Olympics: India to Ask London to Drop Dow Chemical
The Indian Olympic Association will formally ask organizers of the London Games to drop Dow Chemical as a sponsor over its links to the Bhopal disaster, acting chief Vijay Kumar Malhotra said Wednesday.
"We will express our displeasure to London Games organizers and ask them to drop Dow as one of their sponsors," Malhotra told AFP, adding that the company's role was "unacceptable".
In 2001, Dow Chemical bought fellow chemical company Union Carbide, whose pesticide plant leaked gas into the central Indian city of Bhopal in 1984, killing tens of thousands in the world's worst industrial accident.
Malhotra said the Indian Olympic Association would formulate its demand over Dow at a two-day meeting of the body in New Delhi which is set to begin on Thursday. He stressed that India would not boycott the event.
Indian activists have been battling for more compensation money with protests being led by Shivraj Chauhan, the chief minister of Madhya Pradesh state where Bhopal is located.
Malhotra said he had received a petition on Wednesday signed by 11,000 campaigners for Bhopal victims, led by former hockey Olympian Aslam Sher Khan.
Union Carbide settled with the Indian government in 1989 by paying $470 million for the Bhopal victims.
Dow, which is sponsoring a fabric shroud to be installed on the main Olympic Stadium, says all liabilities for the disaster were resolved with this payment.
Malhotra, an influential member of the main opposition Bhartiya Janata Party, has sent letters to Sports Minister Ajay Maken and Prime Minister Manmohan Singh seeking their advice on the contentious issue.
"Olympics are about love, brotherhood and transparency and this company (Dow) is linked with (Union Carbide) which was responsible for killing thousands of Indian people," he said.

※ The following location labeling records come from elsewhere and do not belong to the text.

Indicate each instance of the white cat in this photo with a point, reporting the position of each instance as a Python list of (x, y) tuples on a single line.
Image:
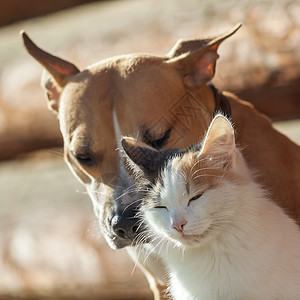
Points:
[(214, 226)]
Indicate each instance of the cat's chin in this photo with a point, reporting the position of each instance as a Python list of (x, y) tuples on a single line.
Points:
[(184, 240)]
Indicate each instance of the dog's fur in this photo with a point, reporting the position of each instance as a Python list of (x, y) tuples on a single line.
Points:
[(151, 97)]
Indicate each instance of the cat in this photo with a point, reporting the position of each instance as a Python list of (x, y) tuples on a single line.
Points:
[(214, 226)]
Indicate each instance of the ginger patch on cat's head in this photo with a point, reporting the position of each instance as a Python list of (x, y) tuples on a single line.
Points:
[(199, 173)]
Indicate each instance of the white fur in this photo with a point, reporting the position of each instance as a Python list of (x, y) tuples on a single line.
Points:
[(236, 244)]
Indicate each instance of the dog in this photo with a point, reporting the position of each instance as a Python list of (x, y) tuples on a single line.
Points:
[(167, 102)]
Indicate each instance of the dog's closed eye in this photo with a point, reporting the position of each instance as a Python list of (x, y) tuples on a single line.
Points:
[(85, 159)]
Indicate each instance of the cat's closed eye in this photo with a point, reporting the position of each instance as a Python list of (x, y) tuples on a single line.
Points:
[(161, 206), (195, 198)]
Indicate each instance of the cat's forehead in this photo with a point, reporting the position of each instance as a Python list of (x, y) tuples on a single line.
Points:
[(197, 171)]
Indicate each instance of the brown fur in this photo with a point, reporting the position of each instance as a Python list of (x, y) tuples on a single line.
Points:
[(158, 93)]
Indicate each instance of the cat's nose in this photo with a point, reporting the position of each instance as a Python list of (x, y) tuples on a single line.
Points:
[(179, 225), (125, 227)]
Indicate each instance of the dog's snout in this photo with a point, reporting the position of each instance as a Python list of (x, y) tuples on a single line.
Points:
[(125, 227)]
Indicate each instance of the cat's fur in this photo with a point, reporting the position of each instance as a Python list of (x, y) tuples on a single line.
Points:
[(219, 234)]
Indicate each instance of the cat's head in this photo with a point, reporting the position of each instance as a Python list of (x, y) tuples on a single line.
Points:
[(189, 192)]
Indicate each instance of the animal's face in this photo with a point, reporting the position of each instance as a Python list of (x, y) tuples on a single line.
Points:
[(196, 194), (163, 101), (127, 102)]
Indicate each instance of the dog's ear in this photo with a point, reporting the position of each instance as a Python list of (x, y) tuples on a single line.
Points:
[(143, 158), (197, 65), (59, 70)]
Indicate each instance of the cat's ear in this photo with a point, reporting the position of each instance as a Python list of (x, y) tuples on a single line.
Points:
[(146, 158), (219, 142)]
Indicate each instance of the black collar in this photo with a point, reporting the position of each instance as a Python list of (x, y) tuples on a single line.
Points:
[(221, 102)]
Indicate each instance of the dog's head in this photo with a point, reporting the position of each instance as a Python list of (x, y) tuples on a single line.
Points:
[(162, 100)]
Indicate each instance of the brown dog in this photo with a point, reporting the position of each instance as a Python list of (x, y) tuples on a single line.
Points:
[(166, 102)]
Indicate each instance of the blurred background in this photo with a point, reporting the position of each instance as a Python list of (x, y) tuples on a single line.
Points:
[(50, 244)]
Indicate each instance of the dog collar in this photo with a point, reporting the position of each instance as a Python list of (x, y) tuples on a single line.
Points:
[(221, 102)]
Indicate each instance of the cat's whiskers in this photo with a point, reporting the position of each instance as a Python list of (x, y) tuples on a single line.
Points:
[(208, 175), (203, 169)]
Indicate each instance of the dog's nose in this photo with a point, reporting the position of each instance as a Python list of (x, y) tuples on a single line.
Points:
[(125, 227)]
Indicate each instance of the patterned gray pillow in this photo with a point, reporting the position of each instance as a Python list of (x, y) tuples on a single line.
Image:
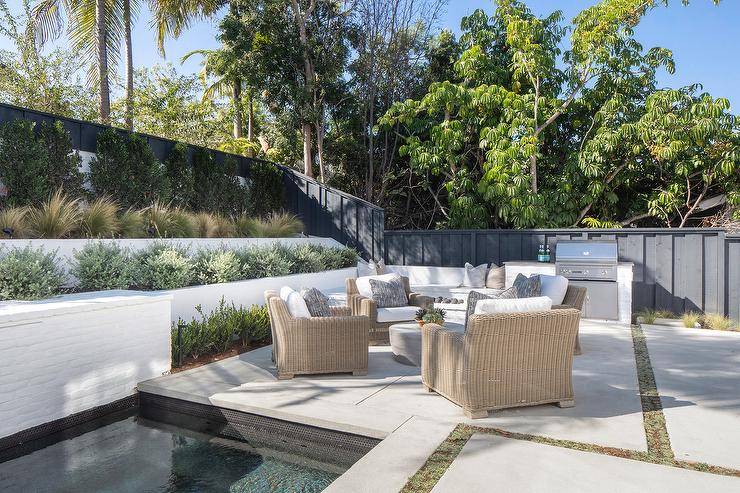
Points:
[(527, 287), (316, 301), (474, 297), (389, 294)]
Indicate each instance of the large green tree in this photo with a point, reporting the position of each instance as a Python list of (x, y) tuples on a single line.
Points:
[(529, 136)]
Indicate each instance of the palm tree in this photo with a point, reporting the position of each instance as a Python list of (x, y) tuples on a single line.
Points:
[(221, 78), (95, 27)]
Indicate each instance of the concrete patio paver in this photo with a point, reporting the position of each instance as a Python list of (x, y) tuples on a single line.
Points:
[(607, 412), (492, 463), (698, 377)]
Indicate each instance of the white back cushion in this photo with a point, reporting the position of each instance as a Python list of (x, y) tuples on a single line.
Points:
[(475, 277), (516, 305), (363, 283), (420, 275), (554, 287), (296, 304)]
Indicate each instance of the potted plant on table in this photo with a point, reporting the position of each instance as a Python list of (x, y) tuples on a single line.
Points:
[(430, 316)]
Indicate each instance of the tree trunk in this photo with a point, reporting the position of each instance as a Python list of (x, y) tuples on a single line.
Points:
[(307, 158), (236, 96), (320, 146), (129, 65), (250, 117), (100, 28)]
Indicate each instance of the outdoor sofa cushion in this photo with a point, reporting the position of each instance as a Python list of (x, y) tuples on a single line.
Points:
[(554, 287), (474, 297), (388, 293), (496, 277), (397, 314), (294, 301), (527, 287), (516, 305), (363, 283), (316, 302), (475, 277)]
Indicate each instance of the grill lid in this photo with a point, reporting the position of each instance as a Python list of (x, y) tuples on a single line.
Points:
[(586, 251)]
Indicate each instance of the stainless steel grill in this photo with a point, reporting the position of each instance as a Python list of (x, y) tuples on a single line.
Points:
[(591, 264), (587, 260)]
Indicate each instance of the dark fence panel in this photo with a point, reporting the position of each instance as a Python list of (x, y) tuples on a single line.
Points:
[(325, 211), (680, 270)]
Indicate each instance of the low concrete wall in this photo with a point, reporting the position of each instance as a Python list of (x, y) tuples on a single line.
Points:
[(71, 353), (65, 249), (251, 292)]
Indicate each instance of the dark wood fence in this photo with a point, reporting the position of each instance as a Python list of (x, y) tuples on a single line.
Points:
[(325, 211), (675, 269)]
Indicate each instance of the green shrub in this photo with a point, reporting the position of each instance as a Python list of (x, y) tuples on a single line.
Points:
[(214, 266), (219, 330), (35, 161), (690, 319), (162, 267), (272, 261), (216, 188), (99, 266), (126, 170), (180, 176), (266, 182), (338, 258), (715, 321), (58, 217), (29, 274), (308, 258)]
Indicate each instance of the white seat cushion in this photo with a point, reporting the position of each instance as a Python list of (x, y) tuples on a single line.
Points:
[(363, 283), (397, 314), (294, 301), (554, 287), (515, 305)]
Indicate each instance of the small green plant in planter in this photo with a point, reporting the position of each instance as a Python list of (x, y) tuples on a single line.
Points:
[(430, 316)]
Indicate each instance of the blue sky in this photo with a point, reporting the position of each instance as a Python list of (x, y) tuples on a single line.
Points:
[(704, 39)]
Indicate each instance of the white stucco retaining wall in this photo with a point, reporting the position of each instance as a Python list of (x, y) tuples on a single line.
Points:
[(71, 353), (252, 291), (65, 249)]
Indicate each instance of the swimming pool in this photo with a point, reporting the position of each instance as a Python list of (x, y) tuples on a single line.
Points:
[(135, 454)]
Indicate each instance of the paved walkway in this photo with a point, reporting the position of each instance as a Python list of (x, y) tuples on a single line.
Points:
[(390, 403)]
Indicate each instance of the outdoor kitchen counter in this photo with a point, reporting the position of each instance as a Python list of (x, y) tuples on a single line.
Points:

"It's unacceptable that such a company is a sponsor in the Olympics."
Maken last week described the row as a "sensitive issue" and said he has asked India's Olympic body "to take a strong decision on the issue".
London Olympic chief Sebastian Coe has defended the Dow Chemical sponsorship deal but Labour politician Ken Livingstone, who was mayor of London when the city won the right to host the Games, has urged a rethink.
Malhotra holds temporary charge of the IOA as his predecessor Suresh Kalmadi is in jail over corruption charges stemming from last year's shambolic Commonwealth Games in New Delhi.
The row over Dow has sparked a country-wide debate, pitting national sentiment with the Olympic dreams of athletes.
"The sentiments of the people should be put forth," IOA secretary general Randhir Singh said on Tuesday. "We cannot ignore them. We have informed the IOC (International Olympic Committee) of the protests in India."
Khan, a member of India's 1975 hockey World Cup winning team, said nothing short of a boycott would convey the country's hurt.
"Many countries in the past have boycotted Olympics. It's time for India and its sportspersons to take a stand," he said.